Im Jahr 2005 dann der Schicksalsschlag: Franz Friesl starb an Leukämie, nur fünf Monate nach der Diagnose. „Bis 2010 habe ich den Betrieb als Witwe weitergeführt, wollte aber verkaufen. Dann hätte sich mit einem Projekt für eine Seniorenresidenz eine gute Gelegenheit ergeben, der Interessent ist aber im letzten Moment abgesprungen“, so Heidemarie Friesl.
Schließlich fand sie mit Herbert Reichmann einen Käufer, dessen Ideen ihr gefielen.
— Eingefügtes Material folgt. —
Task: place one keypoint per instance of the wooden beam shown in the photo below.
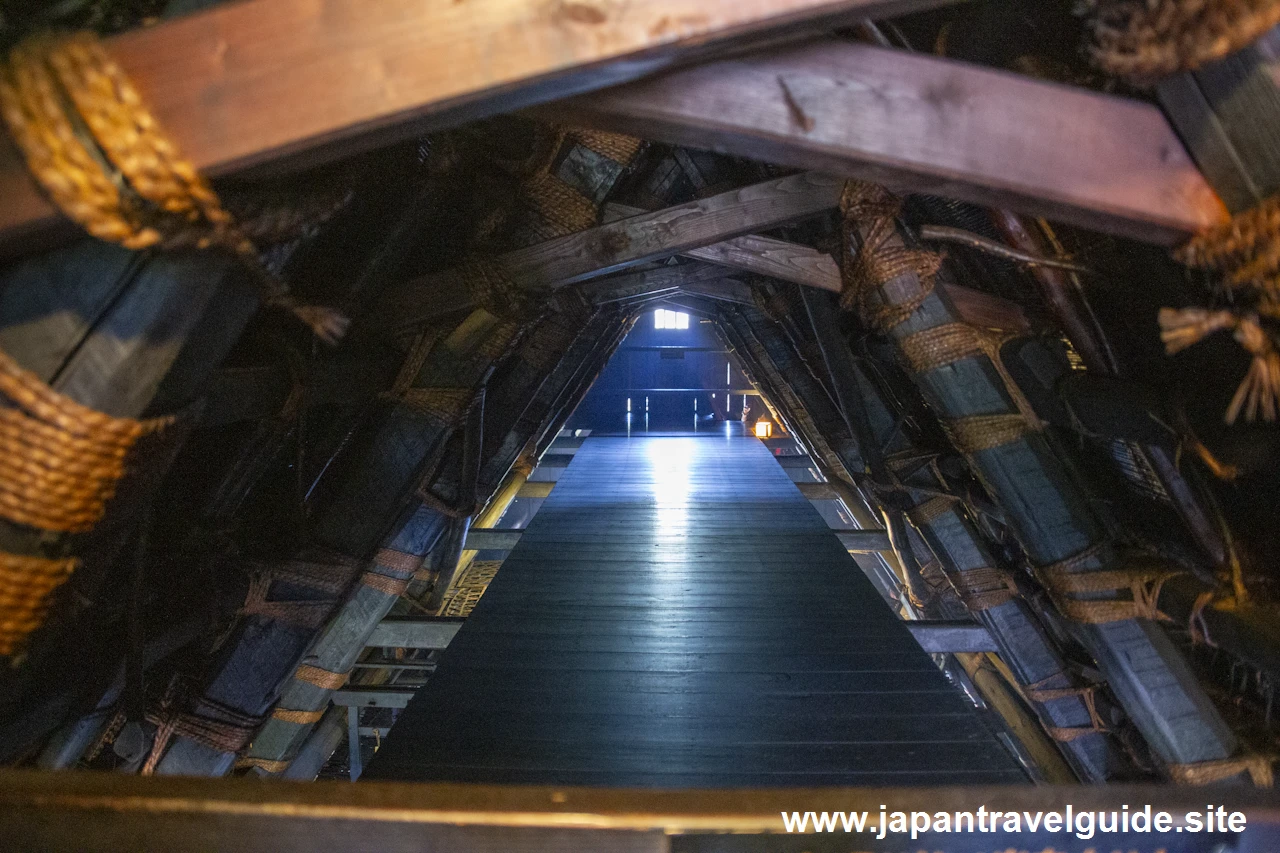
(415, 632)
(951, 637)
(625, 243)
(763, 255)
(374, 697)
(926, 124)
(535, 489)
(256, 82)
(818, 491)
(864, 541)
(650, 236)
(492, 539)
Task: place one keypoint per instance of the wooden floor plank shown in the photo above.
(677, 612)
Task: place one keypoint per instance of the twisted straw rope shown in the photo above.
(27, 585)
(1144, 40)
(59, 460)
(104, 160)
(37, 81)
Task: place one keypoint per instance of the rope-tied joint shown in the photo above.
(1246, 252)
(1258, 393)
(60, 465)
(330, 578)
(876, 258)
(1040, 692)
(213, 724)
(103, 159)
(1144, 40)
(951, 342)
(1078, 592)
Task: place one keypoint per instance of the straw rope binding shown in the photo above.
(1144, 40)
(320, 678)
(1074, 588)
(874, 263)
(27, 587)
(104, 162)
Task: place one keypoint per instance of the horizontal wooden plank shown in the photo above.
(762, 255)
(864, 541)
(493, 539)
(369, 697)
(927, 124)
(949, 638)
(411, 632)
(818, 491)
(535, 489)
(255, 82)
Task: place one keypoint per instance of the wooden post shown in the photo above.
(1024, 644)
(1054, 520)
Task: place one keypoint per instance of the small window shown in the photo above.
(664, 319)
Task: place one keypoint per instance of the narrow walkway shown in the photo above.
(679, 615)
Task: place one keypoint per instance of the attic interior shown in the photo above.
(603, 425)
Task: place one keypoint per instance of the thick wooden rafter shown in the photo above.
(257, 82)
(926, 124)
(762, 255)
(630, 242)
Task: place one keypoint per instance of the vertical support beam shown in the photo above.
(343, 639)
(353, 762)
(951, 536)
(1054, 519)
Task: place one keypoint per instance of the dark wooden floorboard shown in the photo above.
(679, 615)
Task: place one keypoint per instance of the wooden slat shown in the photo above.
(373, 697)
(632, 241)
(676, 609)
(535, 489)
(110, 812)
(927, 124)
(949, 638)
(762, 255)
(411, 632)
(818, 491)
(864, 541)
(250, 83)
(481, 538)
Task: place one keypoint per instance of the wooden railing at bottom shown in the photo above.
(83, 811)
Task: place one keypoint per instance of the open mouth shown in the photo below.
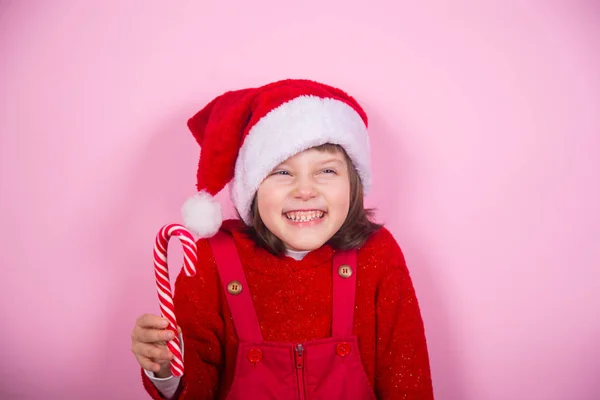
(304, 216)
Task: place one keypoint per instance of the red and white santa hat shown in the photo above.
(244, 134)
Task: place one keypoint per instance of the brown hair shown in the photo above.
(355, 230)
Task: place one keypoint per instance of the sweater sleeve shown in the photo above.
(199, 313)
(402, 368)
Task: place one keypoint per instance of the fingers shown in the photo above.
(148, 364)
(151, 321)
(151, 357)
(152, 335)
(159, 354)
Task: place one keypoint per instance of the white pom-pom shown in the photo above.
(202, 215)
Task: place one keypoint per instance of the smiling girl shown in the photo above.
(303, 296)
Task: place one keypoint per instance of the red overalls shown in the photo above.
(319, 369)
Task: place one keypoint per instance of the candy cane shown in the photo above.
(163, 284)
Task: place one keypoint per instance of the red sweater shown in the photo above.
(293, 302)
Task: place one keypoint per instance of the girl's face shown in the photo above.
(304, 201)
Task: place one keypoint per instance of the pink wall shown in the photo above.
(485, 123)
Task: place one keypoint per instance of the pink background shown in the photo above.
(485, 124)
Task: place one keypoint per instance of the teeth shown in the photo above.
(304, 216)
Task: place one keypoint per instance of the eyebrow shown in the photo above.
(332, 160)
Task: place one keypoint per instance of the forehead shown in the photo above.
(317, 155)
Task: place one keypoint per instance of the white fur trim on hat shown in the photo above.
(202, 214)
(291, 128)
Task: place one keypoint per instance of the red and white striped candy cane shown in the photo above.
(163, 285)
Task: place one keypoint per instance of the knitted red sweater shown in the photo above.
(293, 301)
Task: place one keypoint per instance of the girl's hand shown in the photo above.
(148, 344)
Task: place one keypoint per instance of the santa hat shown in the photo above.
(244, 134)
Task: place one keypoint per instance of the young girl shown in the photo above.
(303, 297)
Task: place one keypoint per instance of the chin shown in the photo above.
(304, 245)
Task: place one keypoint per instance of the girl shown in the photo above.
(303, 297)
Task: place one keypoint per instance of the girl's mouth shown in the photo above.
(304, 216)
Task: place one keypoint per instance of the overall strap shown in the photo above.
(236, 288)
(344, 292)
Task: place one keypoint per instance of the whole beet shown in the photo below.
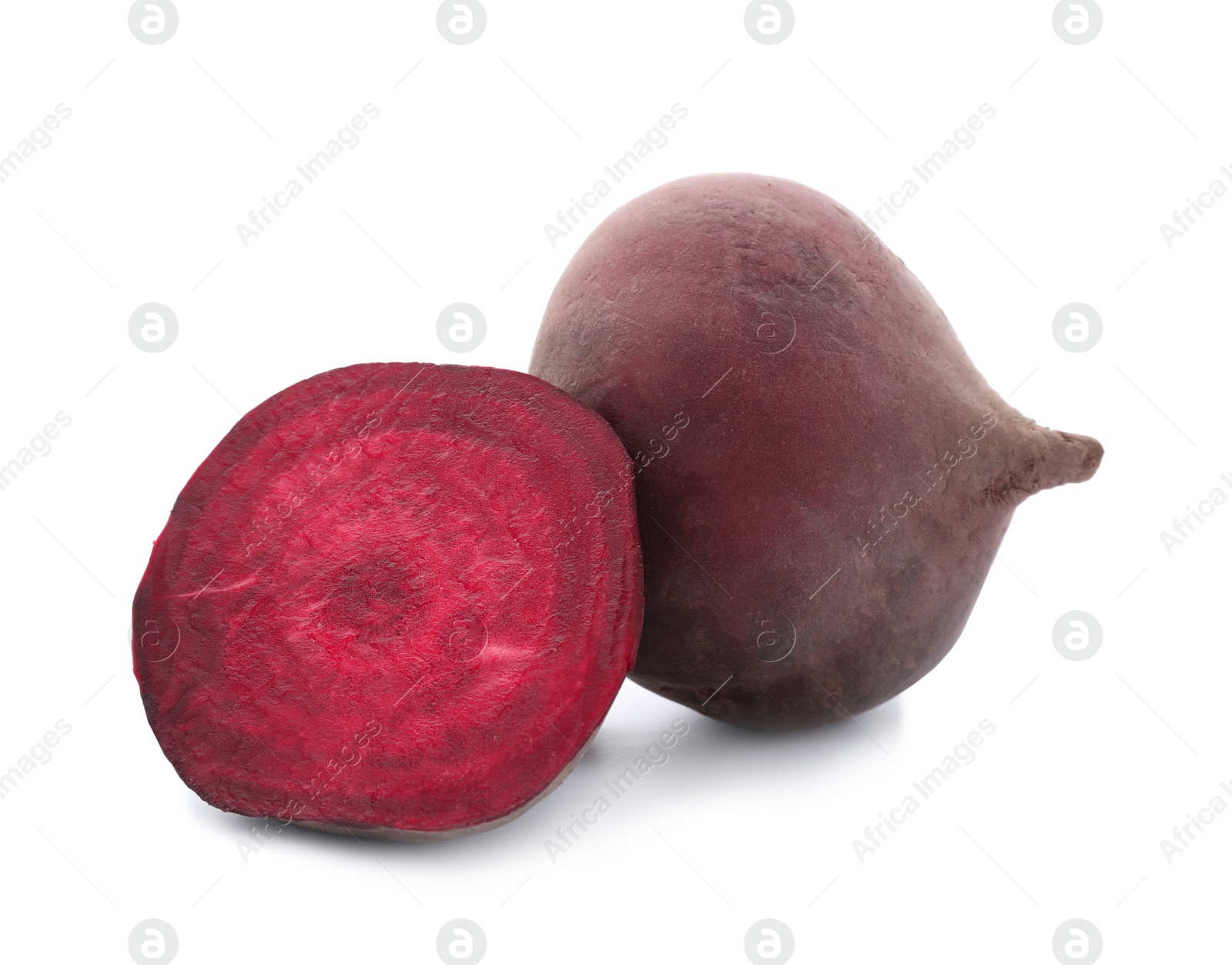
(823, 476)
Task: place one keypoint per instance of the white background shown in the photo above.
(1061, 199)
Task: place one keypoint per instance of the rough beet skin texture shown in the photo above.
(822, 474)
(396, 599)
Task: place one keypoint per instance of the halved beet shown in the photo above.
(396, 599)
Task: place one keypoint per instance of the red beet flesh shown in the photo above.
(396, 599)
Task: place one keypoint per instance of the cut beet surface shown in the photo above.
(396, 599)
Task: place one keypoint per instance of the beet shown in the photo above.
(823, 474)
(396, 599)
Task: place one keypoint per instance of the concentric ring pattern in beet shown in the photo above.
(396, 599)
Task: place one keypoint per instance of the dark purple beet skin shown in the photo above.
(396, 599)
(800, 413)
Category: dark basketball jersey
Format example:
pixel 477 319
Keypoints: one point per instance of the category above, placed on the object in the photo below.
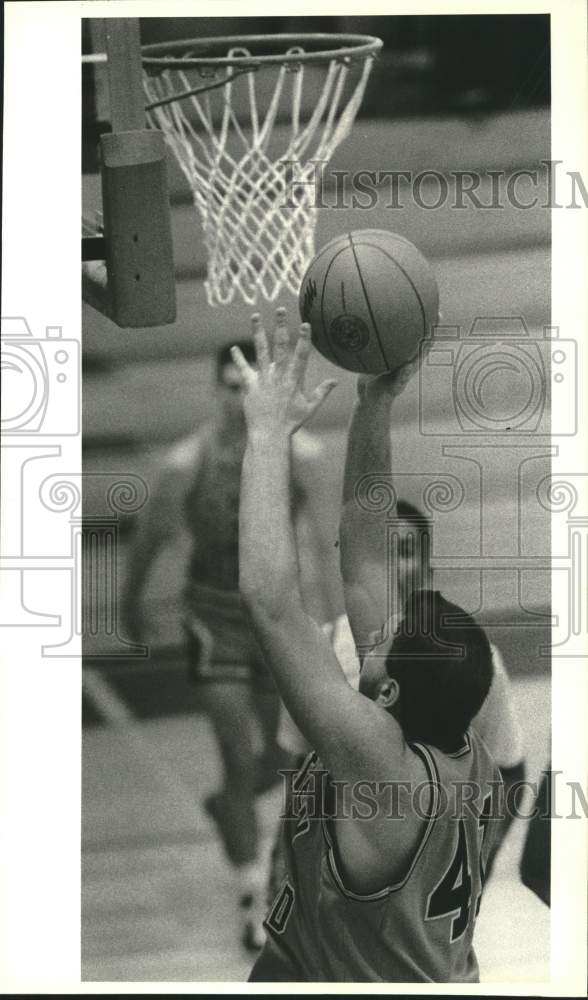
pixel 212 512
pixel 418 930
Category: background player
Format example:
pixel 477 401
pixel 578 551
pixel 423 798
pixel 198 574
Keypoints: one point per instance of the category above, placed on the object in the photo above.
pixel 496 722
pixel 355 905
pixel 198 492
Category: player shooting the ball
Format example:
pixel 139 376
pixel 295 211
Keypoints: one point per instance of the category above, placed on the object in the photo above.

Vor rund drei Jahren erneuerte er das Gebäude innen komplett, errichtete zwölf Mietwohnungen, stockte auf und baute einen Aufzug ein. Nur die markante, historische Fassade wurde behutsam restauriert und blieb ansonsten unberührt. Kurz vor den umfassenden Bauarbeiten hatte unser „Bucklige Weltreisen“-Fotograf Markus Steinbichler noch die Gelegenheit, Bilder vom historischen Ambiente zu machen, bevor das Gebäude entkernt wurde.
Reichmann, der selbst eine Tischlerei in Aspang betreibt, wusste, worauf er sich einlässt, und ist mit dem Ergebnis zufrieden, ebenso wie Frau Friesl, die im Haus gegenüber eine neue Heimat fand. „Ich bin sehr glücklich mit dieser Lösung. Wehmut verspüre ich keine, ich bin froh, dass etwas Gutes entstanden ist“, so Friesl.